Impact investors are typically seen as part of the supportive ecosystem inclusive businesses require to start, succeed and go to scale. The second Frankfurt Round Table on Social Finance on June 4, 2013, in Frankfurt, made it clear that impact investors themselves need a supportive ecosystem to reduce costs and risks of investments. The round table, organized by the German development bank KfW in collaboration with Ashoka, brought together impact investors, social entrepreneurs, and intermediaries.

Participants agreed strongly that investors require a supportive ecosystem on three main levels:

1) Different types of capital providers need to collaborate along the life cycle of a social enterprise. In early stages, entrepreneurs mostly make use of stipends and grants. When the business is small, concessional and risk tolerant debt funding is often easier to handle than opening up the ownership of the company. Equity investments and the attached shareholder interests need to be timed well to ensure ability to digest and prevent stagnation due to capital starvation. Investors along this life cycle would do well to coordinate better to help graduate investees from one level to the next. Not enough coordination is happening on this level. In addition, few investors have developed sufficiently low cost models of operation and have the risk appetite to invest in untested, early stage ventures.

2) Financial market intermediaries such as specialized rating firms and legal, tax and business consultancies, but also relevant sector conferences, capable business incubators and exposure platforms such as business plan/start-up competitions can reduce transaction costs and risks to investors and support the life cycle approach to funding needs.
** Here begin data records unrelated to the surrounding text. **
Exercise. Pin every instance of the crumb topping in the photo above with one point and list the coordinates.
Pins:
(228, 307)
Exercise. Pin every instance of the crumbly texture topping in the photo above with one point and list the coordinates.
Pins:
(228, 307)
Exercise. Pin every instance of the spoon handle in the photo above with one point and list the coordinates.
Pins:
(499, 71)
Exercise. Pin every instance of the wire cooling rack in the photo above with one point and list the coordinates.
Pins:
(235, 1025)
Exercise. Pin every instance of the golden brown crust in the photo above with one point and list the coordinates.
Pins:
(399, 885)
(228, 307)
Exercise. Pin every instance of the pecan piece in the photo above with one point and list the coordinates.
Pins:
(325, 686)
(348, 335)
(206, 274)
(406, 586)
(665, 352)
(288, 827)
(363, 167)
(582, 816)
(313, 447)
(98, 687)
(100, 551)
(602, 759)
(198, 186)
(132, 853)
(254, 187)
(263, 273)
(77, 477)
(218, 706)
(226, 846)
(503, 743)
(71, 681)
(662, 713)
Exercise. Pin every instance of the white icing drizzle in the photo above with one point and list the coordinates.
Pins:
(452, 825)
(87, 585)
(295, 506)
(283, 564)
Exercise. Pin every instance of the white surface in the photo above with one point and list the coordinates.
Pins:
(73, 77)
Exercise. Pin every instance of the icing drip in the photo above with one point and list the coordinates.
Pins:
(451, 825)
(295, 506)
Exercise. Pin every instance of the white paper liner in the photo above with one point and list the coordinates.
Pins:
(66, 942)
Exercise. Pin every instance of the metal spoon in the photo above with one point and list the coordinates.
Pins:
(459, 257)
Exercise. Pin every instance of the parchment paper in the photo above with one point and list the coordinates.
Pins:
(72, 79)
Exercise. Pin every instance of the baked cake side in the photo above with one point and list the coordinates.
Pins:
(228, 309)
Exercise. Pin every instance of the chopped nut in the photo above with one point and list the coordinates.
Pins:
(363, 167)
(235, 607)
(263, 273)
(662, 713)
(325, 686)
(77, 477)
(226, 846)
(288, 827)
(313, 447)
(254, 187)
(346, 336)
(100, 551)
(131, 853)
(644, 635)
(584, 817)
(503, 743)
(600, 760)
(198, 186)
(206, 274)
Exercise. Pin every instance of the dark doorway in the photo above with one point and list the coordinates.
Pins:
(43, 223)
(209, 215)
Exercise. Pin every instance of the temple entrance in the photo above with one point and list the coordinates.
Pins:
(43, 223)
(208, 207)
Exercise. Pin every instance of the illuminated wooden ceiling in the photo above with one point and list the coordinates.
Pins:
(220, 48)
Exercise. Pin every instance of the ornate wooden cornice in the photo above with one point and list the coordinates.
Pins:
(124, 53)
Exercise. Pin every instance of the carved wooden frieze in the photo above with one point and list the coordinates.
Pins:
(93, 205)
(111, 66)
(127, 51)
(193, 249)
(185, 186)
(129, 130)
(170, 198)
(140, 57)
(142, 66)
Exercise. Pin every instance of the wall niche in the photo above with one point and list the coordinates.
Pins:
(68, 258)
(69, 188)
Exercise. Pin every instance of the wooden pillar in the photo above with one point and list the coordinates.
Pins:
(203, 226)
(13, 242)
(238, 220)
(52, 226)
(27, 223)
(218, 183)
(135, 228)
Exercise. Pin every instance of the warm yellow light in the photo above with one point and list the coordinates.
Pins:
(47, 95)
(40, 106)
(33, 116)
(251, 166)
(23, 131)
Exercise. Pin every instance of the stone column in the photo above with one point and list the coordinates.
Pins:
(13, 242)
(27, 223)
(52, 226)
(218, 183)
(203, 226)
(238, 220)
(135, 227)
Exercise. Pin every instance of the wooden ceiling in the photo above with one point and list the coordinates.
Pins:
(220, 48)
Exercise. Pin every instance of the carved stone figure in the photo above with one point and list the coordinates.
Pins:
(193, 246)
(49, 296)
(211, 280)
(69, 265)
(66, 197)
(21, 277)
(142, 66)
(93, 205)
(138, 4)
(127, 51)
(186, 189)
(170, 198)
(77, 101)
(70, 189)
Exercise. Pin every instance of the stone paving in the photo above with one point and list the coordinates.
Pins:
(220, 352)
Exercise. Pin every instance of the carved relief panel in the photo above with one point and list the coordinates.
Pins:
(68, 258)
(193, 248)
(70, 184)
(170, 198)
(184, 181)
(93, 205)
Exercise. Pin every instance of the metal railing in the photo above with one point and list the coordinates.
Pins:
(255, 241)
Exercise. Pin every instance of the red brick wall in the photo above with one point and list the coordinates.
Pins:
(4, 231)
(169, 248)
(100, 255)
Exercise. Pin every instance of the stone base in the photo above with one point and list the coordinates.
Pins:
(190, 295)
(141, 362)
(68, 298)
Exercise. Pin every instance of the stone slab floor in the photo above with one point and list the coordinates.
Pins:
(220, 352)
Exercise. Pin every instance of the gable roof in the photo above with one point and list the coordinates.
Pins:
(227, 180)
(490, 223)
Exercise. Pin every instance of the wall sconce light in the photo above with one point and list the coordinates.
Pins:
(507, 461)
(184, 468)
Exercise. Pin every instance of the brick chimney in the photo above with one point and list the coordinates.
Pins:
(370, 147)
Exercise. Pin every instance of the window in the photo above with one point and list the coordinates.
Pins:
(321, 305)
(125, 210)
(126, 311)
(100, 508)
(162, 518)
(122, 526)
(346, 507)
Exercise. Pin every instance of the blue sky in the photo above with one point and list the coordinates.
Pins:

In addition, social enterprises often need capacity building in the form of training and coaching, and sometimes through recruiting and head hunting, to move from one level of scale and complexity to the next. Here is where investors saw the biggest gap.

3) The general business environment, including market linkages, infrastructure, the regulatory environment, and, in general, functional value chains is the level of ecosystem that allow social entrepreneurs to grow. Impact investors take these factors into account for their risk analysis, thus reinforcing the trend that investments have a tendency to cluster in few geographies and sectors.

In India, where much of the inclusive business buzz happens, a comparatively dense ecosystem of impact investors and intermediaries has evolved. A comparative KfW study confirmed that the impact investment landscape and ecosystem remains underdeveloped in most other markets in South- and South-East Asia. Nevertheless, while it is certainly too early to speak of impact investments an own asset class in these countries, individual investment opportunities do exist and wait to be exploited in the large and largely untapped frontier markets such as Pakistan, Bangladesh or Indonesia.


This blog was authored by Christina Tewes-Gradl and Jan Stilke (Project Manager, KfW), and originally posted on Business Fights Poverty.